# Echo Results Review

This notebook evaluates the performance of a fine-tuned language model on an echocardiogram report analysis task using a test dataset. It loads the model, defines the target labels, runs inference on each test example to generate predictions, and then calculates and reports the accuracy of the model's predictions against the true labels for each feature, as well as the overall exact match accuracy.

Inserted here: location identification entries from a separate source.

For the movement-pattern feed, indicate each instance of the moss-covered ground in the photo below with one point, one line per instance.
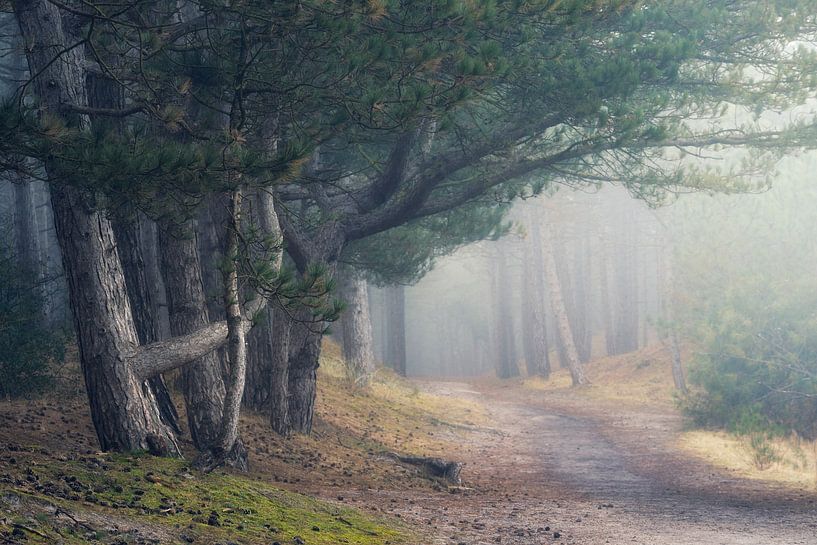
(56, 488)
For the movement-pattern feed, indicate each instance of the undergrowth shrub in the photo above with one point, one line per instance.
(29, 351)
(756, 373)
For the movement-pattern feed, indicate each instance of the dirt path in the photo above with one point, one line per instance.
(564, 473)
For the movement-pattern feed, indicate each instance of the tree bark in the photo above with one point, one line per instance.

The model used was created by echo_note_training_final.ipynb

In [1]:
# Mount Google Drive
from google.colab import drive
drive.mount('/content/drive')

# Set up working directory
import os
WORKING_DIR = '/content/drive/MyDrive/echo_training/'  # Change this to your preferred location
os.makedirs(WORKING_DIR, exist_ok=True)
os.chdir(WORKING_DIR)

Mounted at /content/drive


In [2]:
import pandas as pd
import numpy as np
import ast
from tqdm import tqdm
from transformers import AutoModelForCausalLM, AutoTokenizer
import torch

In [3]:
# Loads the split files created when we trained the model.
#train_df = pd.read_csv('echo_train.csv')
#tune_df = pd.read_csv('echo_tune.csv')
test_df = pd.read_csv('echo_test.csv')

In [4]:
# Making a copy of the test dataframe - so I don't accidentally modify it
test_df_copy = test_df.copy()

In [5]:
test_df_copy = test_df_copy.rename(columns={test_df_copy.columns[0]: 'id_num'})

In [6]:

# ==============================================================================
# SETUP: LOAD MODEL AND DEFINE LABELS
# ==============================================================================

# Define label names
LABEL_NAMES = [
    'LA_cavity', 'RA_dilated', 'LV_systolic', 'LV_cavity',
    'LV_wall', 'RV_cavity', 'RV_systolic', 'AV_stenosis',
    'MV_stenosis', 'TV_regurgitation', 'TV_stenosis',
    'TV_pulm_htn', 'AV_regurgitation', 'MV_regurgitation',
    'RA_pressure', 'LV_diastolic', 'RV_volume_overload',
    'RV_wall', 'RV_pressure_overload'
]

# Load the fine-tuned model
model_path = "final_model"
tokenizer = AutoTokenizer.from_pretrained(model_path)
model = AutoModelForCausalLM.from_pretrained(
    model_path,
    device_map="auto",
    torch_dtype=torch.bfloat16
)

`torch_dtype` is deprecated! Use `dtype` instead!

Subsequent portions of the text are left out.